See More photos of Jonang
The Golden Rosary Illuminating the Origins of the Tantra of Tara, Volume 12 of Taranatha’s Collected Works, is one of the famous works about the Tara mythologem. According to Taranatha’s account, Tara was first a sentient being named Jnanachandra, the Moon of Wisdom, who lived an unfathomable number of eons before our present day, perhaps in a universe that existed before the Big Bang that produced current universe in which we now live. For countless eons Jnanachandra made offerings to a Buddha named Tathagata Dundhbhishvara and prayed for enlightenment. At long last she was able to achieve what Taranatha calls the “Thought of Enlightenment,” or bodhicitta, the desire to attain Buddhahood for the sake of all other living beings. “At that time some monks said to her, ‘It is as a result of these, your roots of virtuous actions, that you have come into being in this female form. If you pray that your deeds accord with the Teaching, then surely you will change your form to that of a man, as is befitting.’”

Jnanachandra replied,

Here there is no man, there is no woman,
No self, no person, and no consciousness.
Labeling ‘male’ or ‘female’ has no essence
But deceives the evil-minded world . . .

She continued: “There are many who desire Enlightenment in a man‘s body, but none who work for the benefits of sentient beings in the body of a woman. Therefore, until samsara is empty, I shall work for the benefit of sentient beings in a woman’s body.”

For countless eons Jnanachandra practiced her devotions. “Behaving skillfully towards objects of the five sense,” Taranatha tells us, “she practiced concentration, and thereby attained the acceptance that all dharmas are unproduced . . . and realized the samadhi called ‘Saving all Sentient Beings.’ By the power of realization, every day in the morning she then freed a million million sentient beings from worldly thoughts, and would not eat until they were established in that acceptance. Every evening also she so established a similar number. The Tathagata Dundhbhishvara, observing her devotion and compassion toward all sentient being, declared, ‘As long as you manifest the unsurpassed Enlightenment, you will be known only be the name Goddess Tara.’” Ever since Moon of Wisdom-knowledge has been known as Tara.

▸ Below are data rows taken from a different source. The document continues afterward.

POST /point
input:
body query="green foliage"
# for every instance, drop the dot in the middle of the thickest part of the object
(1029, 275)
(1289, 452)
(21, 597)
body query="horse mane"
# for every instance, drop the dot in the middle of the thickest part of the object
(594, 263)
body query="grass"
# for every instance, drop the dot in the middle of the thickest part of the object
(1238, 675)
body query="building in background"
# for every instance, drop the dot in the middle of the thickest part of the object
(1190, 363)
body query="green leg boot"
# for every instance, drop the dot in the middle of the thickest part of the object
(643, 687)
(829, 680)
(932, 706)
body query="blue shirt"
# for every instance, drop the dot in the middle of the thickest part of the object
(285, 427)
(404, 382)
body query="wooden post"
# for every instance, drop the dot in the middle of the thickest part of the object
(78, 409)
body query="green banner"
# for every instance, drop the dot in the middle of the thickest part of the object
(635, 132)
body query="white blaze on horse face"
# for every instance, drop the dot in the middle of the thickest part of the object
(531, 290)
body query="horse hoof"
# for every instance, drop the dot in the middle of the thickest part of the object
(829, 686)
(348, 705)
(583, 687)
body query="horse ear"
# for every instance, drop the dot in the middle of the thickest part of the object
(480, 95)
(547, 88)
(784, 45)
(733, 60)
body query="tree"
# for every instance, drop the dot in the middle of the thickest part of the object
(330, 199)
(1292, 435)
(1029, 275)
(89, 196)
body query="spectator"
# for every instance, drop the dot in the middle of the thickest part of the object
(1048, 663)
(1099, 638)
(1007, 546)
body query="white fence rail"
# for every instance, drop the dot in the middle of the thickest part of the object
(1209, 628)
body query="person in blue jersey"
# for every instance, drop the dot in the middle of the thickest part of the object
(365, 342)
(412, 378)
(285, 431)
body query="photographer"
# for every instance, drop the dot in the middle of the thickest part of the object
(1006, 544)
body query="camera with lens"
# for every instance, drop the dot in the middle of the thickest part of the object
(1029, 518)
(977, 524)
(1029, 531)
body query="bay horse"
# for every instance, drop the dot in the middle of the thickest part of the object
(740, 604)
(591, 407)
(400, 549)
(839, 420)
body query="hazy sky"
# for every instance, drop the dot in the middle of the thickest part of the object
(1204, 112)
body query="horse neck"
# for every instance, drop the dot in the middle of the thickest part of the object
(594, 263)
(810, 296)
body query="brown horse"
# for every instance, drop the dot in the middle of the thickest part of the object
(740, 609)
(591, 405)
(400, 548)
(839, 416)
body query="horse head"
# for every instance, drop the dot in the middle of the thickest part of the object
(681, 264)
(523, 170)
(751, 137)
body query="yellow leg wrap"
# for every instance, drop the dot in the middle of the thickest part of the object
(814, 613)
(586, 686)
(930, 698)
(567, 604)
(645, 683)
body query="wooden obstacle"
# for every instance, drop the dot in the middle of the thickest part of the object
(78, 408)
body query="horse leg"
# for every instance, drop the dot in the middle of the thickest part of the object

Then for eon after eon Tara perfected her practices while continuing to aid countless sentient beings. In the eon of Vibudda she received the names Loving Mother, Swift One, and Heroine; in another she learned to protect sentient being from the Eight Fears, and finally in the of eon of Asanka she achieved the title, “Mother of all Buddhas.”

According to Taranatha, Tara made her appearance in our world, known in Buddhist texts as Jambudvipa, a few centuries after the birth of Buddha Sakyamuni. She was thought to be an emanation of Avalokitesvara, the Bodhisattva of Compassion. Out of pity for human mired in samsara Avalokitesvara shed a tear which fell to earth and became a crystalline lake. According to legend, Tara was born out of a lotus flower that appeared on the surface of the lake. The Dalai Lamas of course are considered to be male emanations of Avalokitesvara.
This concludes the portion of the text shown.